Upregulation of _Car2_, _Hebp1_ amd hemoglobins indicates that cluster 8 contains erythroid precursors.
```r
chosen <- markers[['8']]
best <- chosen[chosen$Top <= 10,]
aucs <- getMarkerEffects(best, prefix="AUC")
rownames(aucs) <- best$SYMBOL
library(pheatmap)
pheatmap(aucs, color=viridis::plasma(100))
```
(\#fig:unref-heat-nest-markers)Heatmap of the AUCs for the top marker genes in cluster 8 compared to all other clusters.
## Cell type annotation
```r
library(SingleR)
mm.ref <- MouseRNAseqData()
# Renaming to symbols to match with reference row names.
renamed <- sce.nest
rownames(renamed) <- uniquifyFeatureNames(rownames(renamed),
rowData(sce.nest)$SYMBOL)
labels <- SingleR(renamed, mm.ref, labels=mm.ref$label.fine)
```
Most clusters are not assigned to any single lineage (Figure \@ref(fig:unref-assignments-nest)), which is perhaps unsurprising given that HSCs are quite different from their terminal fates.
Cluster 8 is considered to contain erythrocytes, which is roughly consistent with our conclusions from the marker gene analysis above.
```r
tab <- table(labels$labels, colLabels(sce.nest))
pheatmap(log10(tab+10), color=viridis::viridis(100))
```
(\#fig:unref-assignments-nest)Heatmap of the distribution of cells for each cluster in the Nestorowa HSC dataset, based on their assignment to each label in the mouse RNA-seq references from the _SingleR_ package.
## Miscellaneous analyses
This dataset also contains information about the protein abundances in each cell from FACS.

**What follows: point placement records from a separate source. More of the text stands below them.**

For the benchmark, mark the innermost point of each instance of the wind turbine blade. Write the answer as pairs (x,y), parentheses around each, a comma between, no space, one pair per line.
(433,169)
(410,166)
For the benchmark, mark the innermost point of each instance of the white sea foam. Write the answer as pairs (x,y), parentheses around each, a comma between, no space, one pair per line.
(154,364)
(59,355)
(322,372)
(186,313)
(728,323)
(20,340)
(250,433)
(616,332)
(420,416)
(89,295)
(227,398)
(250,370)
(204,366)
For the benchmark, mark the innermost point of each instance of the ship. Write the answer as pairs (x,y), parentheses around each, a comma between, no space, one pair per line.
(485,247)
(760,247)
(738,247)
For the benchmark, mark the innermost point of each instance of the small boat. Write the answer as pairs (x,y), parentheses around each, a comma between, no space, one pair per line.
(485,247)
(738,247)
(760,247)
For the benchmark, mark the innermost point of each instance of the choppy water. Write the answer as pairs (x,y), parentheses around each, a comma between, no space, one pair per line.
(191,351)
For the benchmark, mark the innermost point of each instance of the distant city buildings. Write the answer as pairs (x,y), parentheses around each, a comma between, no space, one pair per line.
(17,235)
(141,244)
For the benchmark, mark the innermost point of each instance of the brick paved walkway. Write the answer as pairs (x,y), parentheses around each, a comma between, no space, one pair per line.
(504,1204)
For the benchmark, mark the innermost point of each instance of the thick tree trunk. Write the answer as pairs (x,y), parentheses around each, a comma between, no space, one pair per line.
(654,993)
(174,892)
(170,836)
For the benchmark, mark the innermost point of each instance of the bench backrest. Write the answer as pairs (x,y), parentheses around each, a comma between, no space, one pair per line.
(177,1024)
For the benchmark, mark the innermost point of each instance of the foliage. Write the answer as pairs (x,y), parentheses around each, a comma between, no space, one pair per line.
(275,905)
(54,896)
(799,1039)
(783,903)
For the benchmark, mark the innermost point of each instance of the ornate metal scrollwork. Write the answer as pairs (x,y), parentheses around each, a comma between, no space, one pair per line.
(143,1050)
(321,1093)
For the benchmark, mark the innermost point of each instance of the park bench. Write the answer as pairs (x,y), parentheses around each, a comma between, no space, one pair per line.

There is barely any heterogeneity in the chosen markers across the clusters (Figure \@ref(fig:unref-nest-facs));
this is perhaps unsurprising given that all cells should be HSCs of some sort.
```r
Y <- colData(sce.nest)$FACS
keep <- rowSums(is.na(Y))==0 # Removing NA intensities.
se.averaged <- sumCountsAcrossCells(t(Y[keep,]),
colLabels(sce.nest)[keep], average=TRUE)
averaged <- assay(se.averaged)
log.intensities <- log2(averaged+1)
centered <- log.intensities - rowMeans(log.intensities)
pheatmap(centered, breaks=seq(-1, 1, length.out=101))
```
(\#fig:unref-nest-facs)Heatmap of the centered log-average intensity for each target protein quantified by FACS in the Nestorowa HSC dataset.